OHIC adjusted its spending requirement for insurers to reach 10% by 2028 and changed its methodology to factor in all providers, not just those in Rhode Island. Regulators also offered more specific guidance on the billing codes that count as primary care investments and factoring in non-claims-based payments.
“You wouldn’t achieve [results] absent this regulatory action,” said Rhode Island Health Insurance Commissioner Cory King. “There has to be a consistent expectation across all health plans.”
King estimated the state could increase primary care investments by $100 million in the next four to five years.
In Virginia, the Center for Health Innovation had planned to pitch a spending target to legislators in 2026, but is instead focusing on collecting more payment data and understanding how primary care investments are dispersed.
The center launched the Virginia Task Force on Primary Care in 2020, with $300,000 in seed funding from philanthropic company Arnold Ventures.

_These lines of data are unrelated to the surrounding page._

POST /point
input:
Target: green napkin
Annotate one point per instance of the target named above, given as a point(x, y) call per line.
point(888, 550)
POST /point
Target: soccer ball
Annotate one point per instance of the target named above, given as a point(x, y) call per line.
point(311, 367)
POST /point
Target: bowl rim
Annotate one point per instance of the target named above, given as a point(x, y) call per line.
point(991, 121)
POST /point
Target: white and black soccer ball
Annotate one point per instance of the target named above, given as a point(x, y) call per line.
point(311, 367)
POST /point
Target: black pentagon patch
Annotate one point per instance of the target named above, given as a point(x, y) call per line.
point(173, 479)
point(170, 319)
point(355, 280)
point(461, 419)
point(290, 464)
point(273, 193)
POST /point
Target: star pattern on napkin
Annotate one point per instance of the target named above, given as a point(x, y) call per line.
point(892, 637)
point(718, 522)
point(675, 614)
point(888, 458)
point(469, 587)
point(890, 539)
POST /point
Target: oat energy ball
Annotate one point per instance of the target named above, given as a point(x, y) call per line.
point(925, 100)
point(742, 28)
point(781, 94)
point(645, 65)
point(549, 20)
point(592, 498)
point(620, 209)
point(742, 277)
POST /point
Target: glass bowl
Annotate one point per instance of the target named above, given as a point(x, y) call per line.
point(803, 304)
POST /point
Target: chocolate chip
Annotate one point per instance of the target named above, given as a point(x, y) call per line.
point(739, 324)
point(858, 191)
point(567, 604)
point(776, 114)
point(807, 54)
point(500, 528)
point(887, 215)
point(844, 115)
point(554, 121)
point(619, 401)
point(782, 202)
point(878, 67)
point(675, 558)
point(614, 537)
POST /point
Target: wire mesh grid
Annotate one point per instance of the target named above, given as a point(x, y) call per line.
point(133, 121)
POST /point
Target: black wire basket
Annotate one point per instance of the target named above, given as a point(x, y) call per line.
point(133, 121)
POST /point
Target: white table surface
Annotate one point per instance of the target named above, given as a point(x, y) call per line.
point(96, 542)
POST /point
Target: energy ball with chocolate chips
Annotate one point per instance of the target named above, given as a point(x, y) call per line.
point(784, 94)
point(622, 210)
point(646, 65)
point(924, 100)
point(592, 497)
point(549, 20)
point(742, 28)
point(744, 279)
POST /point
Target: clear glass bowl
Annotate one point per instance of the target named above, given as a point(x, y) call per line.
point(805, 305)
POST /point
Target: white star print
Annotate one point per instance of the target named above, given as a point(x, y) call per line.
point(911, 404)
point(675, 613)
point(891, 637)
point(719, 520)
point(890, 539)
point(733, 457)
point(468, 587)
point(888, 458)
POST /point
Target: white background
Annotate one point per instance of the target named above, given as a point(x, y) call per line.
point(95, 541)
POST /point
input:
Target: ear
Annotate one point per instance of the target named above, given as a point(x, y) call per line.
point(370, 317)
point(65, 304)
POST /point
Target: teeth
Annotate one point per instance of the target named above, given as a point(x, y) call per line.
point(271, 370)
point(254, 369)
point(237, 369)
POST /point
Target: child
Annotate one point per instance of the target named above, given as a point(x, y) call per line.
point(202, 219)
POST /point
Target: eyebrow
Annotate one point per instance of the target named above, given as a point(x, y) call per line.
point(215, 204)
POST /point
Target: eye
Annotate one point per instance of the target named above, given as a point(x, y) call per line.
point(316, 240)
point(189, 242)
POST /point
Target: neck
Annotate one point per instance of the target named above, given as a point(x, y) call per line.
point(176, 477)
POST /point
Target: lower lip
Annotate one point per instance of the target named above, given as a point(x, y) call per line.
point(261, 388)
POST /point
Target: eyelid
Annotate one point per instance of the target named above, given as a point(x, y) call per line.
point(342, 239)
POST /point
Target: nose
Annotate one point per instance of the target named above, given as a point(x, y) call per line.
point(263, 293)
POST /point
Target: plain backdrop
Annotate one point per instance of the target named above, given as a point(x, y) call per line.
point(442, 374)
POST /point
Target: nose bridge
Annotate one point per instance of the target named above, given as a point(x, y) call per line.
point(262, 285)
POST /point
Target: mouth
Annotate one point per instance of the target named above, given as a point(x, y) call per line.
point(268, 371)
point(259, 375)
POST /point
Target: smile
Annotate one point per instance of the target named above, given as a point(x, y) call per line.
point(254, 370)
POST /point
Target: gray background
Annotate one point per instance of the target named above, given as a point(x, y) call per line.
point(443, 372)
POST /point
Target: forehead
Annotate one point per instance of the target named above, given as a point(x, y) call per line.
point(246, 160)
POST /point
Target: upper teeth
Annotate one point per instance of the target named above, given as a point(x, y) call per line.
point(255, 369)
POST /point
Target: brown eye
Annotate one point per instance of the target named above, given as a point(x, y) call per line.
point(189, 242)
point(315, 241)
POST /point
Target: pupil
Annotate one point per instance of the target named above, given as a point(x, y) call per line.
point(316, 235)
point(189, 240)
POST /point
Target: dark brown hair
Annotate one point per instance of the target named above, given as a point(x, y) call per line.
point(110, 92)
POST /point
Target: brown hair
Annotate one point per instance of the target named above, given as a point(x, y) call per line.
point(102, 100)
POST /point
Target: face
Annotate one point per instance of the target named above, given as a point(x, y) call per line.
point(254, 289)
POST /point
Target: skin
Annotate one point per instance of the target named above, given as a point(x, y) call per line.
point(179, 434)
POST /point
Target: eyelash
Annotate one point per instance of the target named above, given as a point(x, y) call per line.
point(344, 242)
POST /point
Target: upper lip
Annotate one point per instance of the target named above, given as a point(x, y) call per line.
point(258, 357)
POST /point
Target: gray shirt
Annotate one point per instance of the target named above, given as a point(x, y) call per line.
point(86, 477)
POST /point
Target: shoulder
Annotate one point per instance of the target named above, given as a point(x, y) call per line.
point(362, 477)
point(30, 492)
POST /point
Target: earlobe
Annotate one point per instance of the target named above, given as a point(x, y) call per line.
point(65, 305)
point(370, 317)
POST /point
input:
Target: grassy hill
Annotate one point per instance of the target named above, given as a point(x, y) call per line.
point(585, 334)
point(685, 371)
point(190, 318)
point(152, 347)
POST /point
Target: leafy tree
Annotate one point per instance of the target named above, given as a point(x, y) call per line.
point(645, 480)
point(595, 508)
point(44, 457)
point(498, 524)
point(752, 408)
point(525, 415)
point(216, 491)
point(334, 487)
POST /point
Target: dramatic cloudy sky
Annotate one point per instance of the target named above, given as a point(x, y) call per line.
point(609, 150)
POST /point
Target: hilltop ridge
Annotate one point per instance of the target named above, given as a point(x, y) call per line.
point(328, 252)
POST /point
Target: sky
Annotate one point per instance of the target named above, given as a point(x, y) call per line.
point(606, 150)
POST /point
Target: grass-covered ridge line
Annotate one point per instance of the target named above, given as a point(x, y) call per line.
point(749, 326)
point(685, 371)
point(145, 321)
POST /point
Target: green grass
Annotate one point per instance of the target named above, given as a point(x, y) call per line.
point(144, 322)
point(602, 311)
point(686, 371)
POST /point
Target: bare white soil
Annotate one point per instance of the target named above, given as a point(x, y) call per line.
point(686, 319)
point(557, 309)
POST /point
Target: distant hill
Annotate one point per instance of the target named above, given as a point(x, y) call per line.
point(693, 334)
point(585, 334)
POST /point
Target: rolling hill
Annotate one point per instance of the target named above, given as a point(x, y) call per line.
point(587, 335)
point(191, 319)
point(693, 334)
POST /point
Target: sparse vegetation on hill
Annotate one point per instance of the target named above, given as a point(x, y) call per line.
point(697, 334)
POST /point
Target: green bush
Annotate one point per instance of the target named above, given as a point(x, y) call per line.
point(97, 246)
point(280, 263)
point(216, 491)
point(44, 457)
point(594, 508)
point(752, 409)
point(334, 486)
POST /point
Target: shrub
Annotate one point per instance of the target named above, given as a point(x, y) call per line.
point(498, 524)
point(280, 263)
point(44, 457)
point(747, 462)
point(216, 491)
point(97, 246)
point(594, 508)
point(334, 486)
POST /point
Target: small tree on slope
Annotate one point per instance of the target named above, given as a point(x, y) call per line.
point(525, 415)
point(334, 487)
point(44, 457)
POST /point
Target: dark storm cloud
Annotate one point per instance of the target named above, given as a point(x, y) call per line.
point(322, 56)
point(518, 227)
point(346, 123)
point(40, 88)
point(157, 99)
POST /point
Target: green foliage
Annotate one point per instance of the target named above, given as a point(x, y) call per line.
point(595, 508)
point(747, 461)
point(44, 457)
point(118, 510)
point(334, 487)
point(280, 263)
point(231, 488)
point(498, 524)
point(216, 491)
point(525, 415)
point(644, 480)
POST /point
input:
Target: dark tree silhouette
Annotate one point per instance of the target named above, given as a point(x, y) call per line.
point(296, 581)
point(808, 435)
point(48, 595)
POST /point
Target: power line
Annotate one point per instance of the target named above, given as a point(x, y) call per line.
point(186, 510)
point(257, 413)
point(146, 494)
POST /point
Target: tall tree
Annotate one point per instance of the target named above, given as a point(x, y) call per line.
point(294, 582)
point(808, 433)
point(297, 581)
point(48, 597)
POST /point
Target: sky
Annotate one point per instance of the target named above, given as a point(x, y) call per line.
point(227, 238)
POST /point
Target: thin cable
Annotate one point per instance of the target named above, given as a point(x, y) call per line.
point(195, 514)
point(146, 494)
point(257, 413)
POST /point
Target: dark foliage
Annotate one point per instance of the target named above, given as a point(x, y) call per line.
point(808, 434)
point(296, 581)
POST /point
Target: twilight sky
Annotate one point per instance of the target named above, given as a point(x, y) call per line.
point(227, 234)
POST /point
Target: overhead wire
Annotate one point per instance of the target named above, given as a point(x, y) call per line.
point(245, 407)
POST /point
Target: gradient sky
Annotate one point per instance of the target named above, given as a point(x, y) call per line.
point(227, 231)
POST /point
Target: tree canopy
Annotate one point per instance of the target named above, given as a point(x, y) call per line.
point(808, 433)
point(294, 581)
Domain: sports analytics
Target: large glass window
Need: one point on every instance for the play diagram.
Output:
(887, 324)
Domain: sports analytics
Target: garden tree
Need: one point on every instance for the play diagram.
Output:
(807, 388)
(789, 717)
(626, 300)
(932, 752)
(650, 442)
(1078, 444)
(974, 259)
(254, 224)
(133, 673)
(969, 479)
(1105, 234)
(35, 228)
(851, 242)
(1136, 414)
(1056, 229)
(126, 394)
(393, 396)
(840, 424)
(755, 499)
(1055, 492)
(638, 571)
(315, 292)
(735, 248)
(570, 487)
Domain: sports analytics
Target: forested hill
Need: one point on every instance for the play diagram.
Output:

Years later, the task force is supported annually through the state budget, said Beth Bortz, president and CEO of the Virginia Center for Health Innovation.
However, Virginia legislators are facing the strain of upcoming federal funding cuts.
“It was feeling like [this] was not the moment to advance setting a spend target,” Bortz said. “We’d really like to have the most accurate information as possible as the baseline.”
Bortz said primary care investment efforts are not slowing down, and she hopes to revisit the spending target in 2027.
Is it enough?
Despite buy-in from states and health systems, some healthcare leaders fear the current investment rate may not head off negative consequences such as workforce shortages or poor patient health outcomes.
The Health Care Cost Institute report released in September found primary care spending ratios have decreased in recent years.
Advocates say there is a mismatch between the perceived value of primary care and its actual value.
Primary care doctors are among the lowest paid in the medical field, and the jobs are often overlooked for their lack of specialization.
“[Investment] needs to happen faster and bigger,” the Robert Graham Center’s Jabbarpour said. “A fee-for-service payment model … is very transactional and favors procedural specialties. The best things about primary care, the things that make patients healthiest, are not transactional.”